There’s also a necessary element of hard sell in AI marketing. The reason for this obsessive need to thoroughly explain AI marketing is based on coalface realities. Marketers are quite rightly wary of simplistic outcomes. The pitfalls for marketers remain, and they’re diversifying.  

The potential big black holes in marketing analytics are all still there, too. The irony is that AI’s vast range of operations have made the problems more visible.

Even the most basic tools like “from search to conversion” and attribution of results are showing significant glitches in reporting and big gaps in market tracking. These gaps (see link) are shown in basic measurements averaging 25% in surveyed respondents last year, and the accuracy of AI outputs was another big issue.

Translate that nominal 25% into what it really is, a total lack of essential marketing information, and you can see why marketers are so wary. “Cute numbers” are just not an option anymore. That particular number just shouldn’t exist, but it does.

AI vs old system technologies and methodologies

A less obvious and unavoidable problem is integrating diverse vintages of older and pre-AI business systems and getting them to work in AI environments. Integrating the various levels of antiquity of management systems and methods is also part of this mix. In old-style marketing, you marketed to a specific target audience in a limited market framework. You tried to expand your reach by targeted marketing. You did basic advertising. You used a limited set of media to sell.

Now, you have the new generation of hyper-influencers, the immovable TikTok Factor, data brokers, algorithmic marketing, international market variables, and additional requirements in sales, UX, and customer relations. All of these new or updated elements include their own newly defined marketing roles and needs in the AI environment.

Interestingly, a revealing “age gap” in SEO and AI search adoption and implementation has emerged in a recent survey. Indications are that these two absolute fundamentals are rather brutally defining progress or lack of progress in market performance. AI search in particular is redefining market positioning, with some businesses feeling “excluded” from AI search results. Others say their brand is “incorrectly described”.

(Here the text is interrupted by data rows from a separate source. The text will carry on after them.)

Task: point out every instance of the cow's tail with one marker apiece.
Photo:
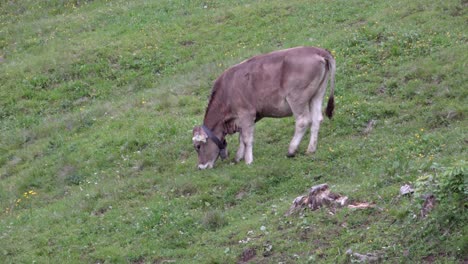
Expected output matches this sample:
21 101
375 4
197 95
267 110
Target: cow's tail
331 100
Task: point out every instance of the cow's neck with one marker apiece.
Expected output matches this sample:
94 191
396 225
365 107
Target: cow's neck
214 120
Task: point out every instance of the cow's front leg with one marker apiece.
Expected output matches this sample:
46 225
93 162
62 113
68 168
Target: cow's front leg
247 138
241 149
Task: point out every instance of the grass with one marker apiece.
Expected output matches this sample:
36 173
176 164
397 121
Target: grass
98 99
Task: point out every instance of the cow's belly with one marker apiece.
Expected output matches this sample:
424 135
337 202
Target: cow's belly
279 109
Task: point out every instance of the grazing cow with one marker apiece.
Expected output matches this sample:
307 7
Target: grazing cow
278 84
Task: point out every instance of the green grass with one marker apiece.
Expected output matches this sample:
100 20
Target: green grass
98 99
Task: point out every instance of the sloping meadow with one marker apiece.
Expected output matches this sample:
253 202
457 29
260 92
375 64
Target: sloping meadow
98 100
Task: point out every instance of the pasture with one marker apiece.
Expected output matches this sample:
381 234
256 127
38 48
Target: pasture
98 100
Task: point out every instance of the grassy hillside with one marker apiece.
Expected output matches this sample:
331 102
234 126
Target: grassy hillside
98 100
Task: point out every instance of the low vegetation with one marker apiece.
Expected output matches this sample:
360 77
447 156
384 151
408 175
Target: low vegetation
98 99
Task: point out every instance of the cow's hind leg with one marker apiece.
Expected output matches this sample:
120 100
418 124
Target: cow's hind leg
241 149
302 116
316 117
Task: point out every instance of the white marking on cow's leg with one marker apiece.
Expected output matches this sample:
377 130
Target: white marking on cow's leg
241 149
302 123
247 138
316 117
208 165
316 121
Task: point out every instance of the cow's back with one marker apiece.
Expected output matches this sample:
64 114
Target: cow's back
262 83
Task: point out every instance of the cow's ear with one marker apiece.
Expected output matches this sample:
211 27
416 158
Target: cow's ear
223 153
199 135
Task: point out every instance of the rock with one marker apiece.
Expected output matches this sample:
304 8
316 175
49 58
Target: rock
364 258
406 189
428 205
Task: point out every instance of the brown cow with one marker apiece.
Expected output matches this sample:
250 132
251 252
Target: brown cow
278 84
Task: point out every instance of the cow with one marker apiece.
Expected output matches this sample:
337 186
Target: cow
278 84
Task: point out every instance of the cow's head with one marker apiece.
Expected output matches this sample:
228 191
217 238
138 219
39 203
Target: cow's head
208 147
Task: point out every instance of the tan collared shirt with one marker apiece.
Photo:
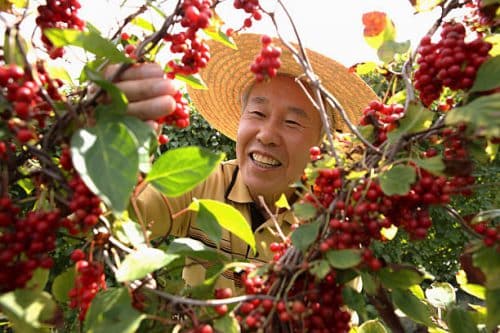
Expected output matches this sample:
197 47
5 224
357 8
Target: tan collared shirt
225 185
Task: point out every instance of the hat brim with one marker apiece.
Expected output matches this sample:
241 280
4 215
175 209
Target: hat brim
228 75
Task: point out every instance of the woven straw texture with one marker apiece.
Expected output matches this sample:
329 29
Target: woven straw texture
228 74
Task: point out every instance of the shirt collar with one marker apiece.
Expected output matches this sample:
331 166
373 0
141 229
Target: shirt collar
239 191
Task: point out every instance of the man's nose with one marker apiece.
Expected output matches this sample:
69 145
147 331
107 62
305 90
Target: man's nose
268 133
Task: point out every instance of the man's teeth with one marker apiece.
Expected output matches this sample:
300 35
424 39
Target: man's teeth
265 160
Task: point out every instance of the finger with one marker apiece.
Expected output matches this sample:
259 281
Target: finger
152 108
136 71
138 90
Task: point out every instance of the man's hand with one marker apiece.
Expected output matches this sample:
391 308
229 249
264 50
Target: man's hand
148 90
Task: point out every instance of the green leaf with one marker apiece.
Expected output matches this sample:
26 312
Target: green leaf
369 283
62 284
304 211
228 217
208 223
460 321
398 180
483 114
143 23
343 259
390 48
227 324
11 53
146 139
140 263
412 306
89 41
305 235
112 311
354 301
416 119
107 159
475 290
441 294
180 170
372 326
219 36
486 79
38 280
320 269
189 247
129 232
399 277
493 309
29 311
434 165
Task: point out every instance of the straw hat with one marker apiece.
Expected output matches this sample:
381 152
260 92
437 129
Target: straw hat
228 75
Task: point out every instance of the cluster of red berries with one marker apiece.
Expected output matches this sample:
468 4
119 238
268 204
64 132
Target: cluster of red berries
85 208
61 14
451 62
311 306
196 15
21 90
25 243
251 7
84 205
180 116
384 118
267 63
484 14
89 280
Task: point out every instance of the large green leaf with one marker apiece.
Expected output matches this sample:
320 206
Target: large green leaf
189 247
305 235
140 263
372 326
226 216
441 294
107 159
412 306
112 311
343 259
304 211
29 311
416 119
486 79
402 278
91 41
483 113
180 170
461 321
398 179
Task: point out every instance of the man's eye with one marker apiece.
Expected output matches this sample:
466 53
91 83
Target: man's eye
293 123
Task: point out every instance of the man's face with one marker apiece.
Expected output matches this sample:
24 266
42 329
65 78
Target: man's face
277 127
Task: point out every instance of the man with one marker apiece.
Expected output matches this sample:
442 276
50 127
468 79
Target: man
274 124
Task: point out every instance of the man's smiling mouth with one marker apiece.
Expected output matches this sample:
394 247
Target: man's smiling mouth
264 161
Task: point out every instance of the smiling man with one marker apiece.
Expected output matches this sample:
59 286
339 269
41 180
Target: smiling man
274 125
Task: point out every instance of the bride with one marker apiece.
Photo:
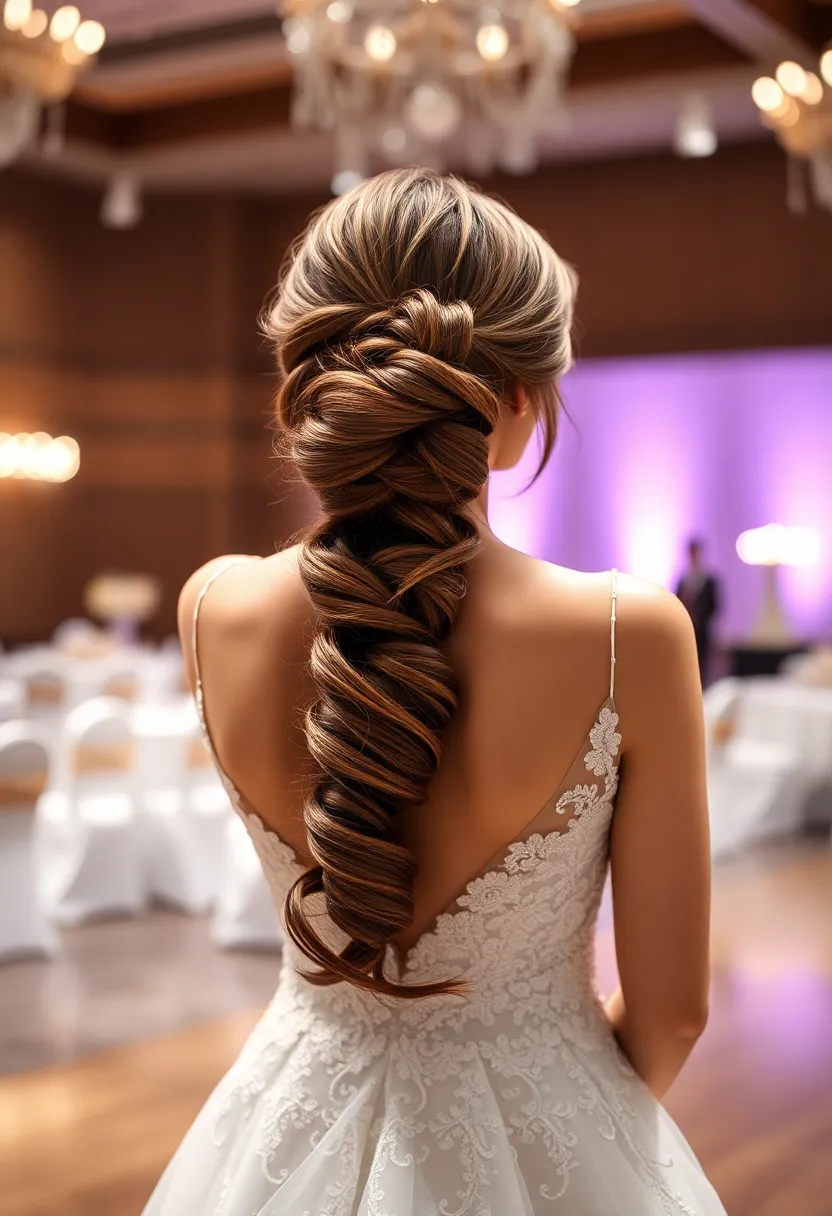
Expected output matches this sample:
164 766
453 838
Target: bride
439 747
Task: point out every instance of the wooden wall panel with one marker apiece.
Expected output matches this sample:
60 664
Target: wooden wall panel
145 345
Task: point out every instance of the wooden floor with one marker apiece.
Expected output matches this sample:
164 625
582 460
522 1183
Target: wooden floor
89 1138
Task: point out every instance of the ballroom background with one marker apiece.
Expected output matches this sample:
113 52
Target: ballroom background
145 212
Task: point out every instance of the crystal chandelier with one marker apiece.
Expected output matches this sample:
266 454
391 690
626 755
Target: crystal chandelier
403 80
40 58
797 105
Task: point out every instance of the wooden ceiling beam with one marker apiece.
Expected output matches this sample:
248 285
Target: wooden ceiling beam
768 31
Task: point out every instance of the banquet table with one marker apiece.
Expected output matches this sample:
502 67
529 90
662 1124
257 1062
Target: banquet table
777 710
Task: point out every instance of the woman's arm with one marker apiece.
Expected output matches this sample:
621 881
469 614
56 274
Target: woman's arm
661 851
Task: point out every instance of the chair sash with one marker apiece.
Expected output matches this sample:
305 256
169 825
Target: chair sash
91 759
45 692
21 791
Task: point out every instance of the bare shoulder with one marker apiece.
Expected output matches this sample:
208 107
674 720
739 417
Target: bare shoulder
651 620
246 595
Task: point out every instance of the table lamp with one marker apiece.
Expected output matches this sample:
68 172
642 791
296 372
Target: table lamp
773 546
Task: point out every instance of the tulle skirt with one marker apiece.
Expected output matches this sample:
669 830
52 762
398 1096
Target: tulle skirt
483 1127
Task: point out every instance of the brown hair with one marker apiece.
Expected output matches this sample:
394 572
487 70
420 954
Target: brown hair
408 309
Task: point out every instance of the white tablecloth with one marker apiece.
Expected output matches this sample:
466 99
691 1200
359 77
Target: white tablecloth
775 710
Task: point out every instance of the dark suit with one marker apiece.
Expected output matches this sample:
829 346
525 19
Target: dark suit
701 597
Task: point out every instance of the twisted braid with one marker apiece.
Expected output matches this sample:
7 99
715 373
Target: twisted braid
386 410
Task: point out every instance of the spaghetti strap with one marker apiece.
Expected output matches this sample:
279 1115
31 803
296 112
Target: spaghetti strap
198 692
612 632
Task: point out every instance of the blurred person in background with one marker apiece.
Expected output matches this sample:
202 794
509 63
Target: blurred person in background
701 594
391 703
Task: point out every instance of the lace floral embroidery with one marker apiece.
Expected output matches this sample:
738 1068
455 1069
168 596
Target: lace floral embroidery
523 1065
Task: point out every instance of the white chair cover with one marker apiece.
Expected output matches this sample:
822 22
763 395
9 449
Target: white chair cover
245 916
12 701
755 791
184 815
24 927
91 861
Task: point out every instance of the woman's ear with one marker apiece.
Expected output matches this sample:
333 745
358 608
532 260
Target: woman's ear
518 399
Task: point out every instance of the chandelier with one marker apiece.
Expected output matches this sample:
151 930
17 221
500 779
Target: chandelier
797 105
40 58
405 80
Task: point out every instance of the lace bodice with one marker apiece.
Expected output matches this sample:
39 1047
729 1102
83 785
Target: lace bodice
482 1104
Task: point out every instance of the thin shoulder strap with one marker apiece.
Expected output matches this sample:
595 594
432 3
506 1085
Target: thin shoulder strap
198 692
613 575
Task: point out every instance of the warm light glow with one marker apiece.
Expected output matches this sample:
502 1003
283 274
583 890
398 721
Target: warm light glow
777 545
791 78
826 66
492 41
16 13
788 113
90 37
768 95
813 90
339 11
39 457
35 24
63 23
72 54
380 43
344 180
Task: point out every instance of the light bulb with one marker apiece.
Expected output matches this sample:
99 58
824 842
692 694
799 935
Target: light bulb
63 23
826 66
433 112
344 180
768 95
35 24
298 39
90 37
695 134
16 13
492 41
121 206
791 78
72 54
813 90
380 43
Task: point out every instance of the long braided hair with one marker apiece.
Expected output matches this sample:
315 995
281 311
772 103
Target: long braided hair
406 310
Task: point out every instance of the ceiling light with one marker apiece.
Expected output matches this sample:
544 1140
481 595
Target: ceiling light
344 180
90 37
826 66
63 23
813 90
72 54
380 43
695 135
16 13
121 206
791 78
768 95
35 24
492 41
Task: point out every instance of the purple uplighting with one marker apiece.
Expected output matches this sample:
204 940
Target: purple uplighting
664 448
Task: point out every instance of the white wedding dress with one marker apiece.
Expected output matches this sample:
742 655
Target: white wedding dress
512 1101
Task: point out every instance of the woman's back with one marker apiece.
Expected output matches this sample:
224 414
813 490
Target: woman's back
438 746
532 652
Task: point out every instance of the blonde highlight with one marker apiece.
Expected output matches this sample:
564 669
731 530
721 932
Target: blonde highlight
406 309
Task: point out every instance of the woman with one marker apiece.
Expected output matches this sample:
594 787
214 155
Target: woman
400 707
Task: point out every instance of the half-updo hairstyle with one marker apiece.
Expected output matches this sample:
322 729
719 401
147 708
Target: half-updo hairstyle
406 311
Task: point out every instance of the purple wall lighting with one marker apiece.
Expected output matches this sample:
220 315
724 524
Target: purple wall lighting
665 448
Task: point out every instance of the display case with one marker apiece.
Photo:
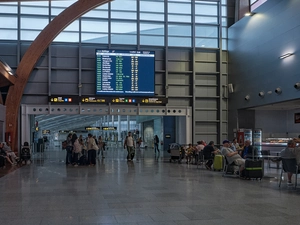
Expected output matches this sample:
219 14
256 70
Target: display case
277 141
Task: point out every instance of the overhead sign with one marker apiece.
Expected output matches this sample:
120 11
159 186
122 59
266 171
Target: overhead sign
62 99
107 100
109 128
86 99
92 128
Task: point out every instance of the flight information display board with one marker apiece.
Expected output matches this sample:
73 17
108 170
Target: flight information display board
122 72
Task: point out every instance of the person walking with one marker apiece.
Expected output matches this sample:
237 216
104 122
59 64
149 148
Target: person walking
130 146
156 143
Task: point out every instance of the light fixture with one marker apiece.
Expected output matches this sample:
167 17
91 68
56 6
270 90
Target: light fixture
6 68
261 94
278 91
286 55
249 14
297 85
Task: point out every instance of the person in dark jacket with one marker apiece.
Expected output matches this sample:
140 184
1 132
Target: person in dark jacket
209 152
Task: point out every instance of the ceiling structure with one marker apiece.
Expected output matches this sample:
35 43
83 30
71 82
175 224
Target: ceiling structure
287 105
73 122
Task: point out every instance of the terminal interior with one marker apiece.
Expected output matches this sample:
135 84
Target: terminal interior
217 75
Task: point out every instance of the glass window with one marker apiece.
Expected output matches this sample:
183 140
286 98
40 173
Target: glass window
204 9
94 26
152 40
152 6
34 23
73 26
29 35
123 15
180 41
179 8
123 39
123 27
94 38
58 6
150 28
67 37
206 31
179 18
207 19
224 32
224 11
8 34
224 44
96 14
180 30
8 8
152 17
9 22
124 5
207 42
35 8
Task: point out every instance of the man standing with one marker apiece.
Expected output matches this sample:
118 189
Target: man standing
232 157
289 152
129 144
248 150
156 142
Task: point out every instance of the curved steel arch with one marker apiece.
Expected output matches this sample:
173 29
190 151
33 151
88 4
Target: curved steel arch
34 52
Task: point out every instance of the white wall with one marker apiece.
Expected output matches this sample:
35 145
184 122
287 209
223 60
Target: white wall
2 121
277 123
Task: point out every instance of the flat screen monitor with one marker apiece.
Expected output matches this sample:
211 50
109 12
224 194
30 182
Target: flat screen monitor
123 72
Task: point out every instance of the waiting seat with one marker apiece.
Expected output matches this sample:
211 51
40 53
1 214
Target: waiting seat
289 165
228 168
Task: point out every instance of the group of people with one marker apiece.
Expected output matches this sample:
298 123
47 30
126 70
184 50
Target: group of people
6 154
233 151
291 151
82 151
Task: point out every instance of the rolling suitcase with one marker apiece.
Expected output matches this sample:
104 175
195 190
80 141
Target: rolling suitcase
218 162
253 169
2 162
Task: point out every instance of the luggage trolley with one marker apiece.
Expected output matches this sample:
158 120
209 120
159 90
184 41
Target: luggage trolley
177 152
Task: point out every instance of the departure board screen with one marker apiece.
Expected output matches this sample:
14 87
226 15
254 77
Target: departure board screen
122 72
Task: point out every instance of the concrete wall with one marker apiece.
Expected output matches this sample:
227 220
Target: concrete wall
2 122
255 45
277 123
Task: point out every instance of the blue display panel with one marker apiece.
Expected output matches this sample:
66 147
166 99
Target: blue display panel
122 72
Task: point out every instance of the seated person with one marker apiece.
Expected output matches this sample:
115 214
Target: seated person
4 155
199 147
189 152
208 152
235 146
248 150
290 152
10 153
25 152
232 157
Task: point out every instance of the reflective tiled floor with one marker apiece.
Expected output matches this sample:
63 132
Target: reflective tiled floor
150 191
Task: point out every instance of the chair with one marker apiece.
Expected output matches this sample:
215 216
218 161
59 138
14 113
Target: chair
289 165
265 154
201 159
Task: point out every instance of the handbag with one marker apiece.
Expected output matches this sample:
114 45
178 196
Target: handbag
95 147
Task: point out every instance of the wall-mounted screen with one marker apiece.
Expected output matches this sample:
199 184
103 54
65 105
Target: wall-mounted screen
123 72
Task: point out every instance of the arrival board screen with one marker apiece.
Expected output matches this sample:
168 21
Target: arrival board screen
122 72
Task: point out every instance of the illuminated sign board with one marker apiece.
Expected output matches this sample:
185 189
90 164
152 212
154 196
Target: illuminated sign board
86 99
62 99
92 128
156 101
109 128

Bear in mind that these respondents already had established market positions pre-AI marketing. They now apparently perceive themselves to be out of the loop or being pushed out of the loop. AI marketing effectively leaped out at them, and they weren’t ready for it. This is how the collateral damage of the new AI markets is measured.

A clear split between older market positions and the new reality is emerging very rapidly. This situation highlights another key issue. The more modernized businesses are pretty much OK with the new market environment and its tools, but they’re still adapting to AI marketing. Older marketing models are verifiably getting sidelined.

That means marketers will have to customize their operations to specific client requirements based entirely on this type of positioning. The clients need trustworthy guidance. Market repositioning is now becoming real-time market navigation.

Here there be not just dragons but market metrics with a mind of their own.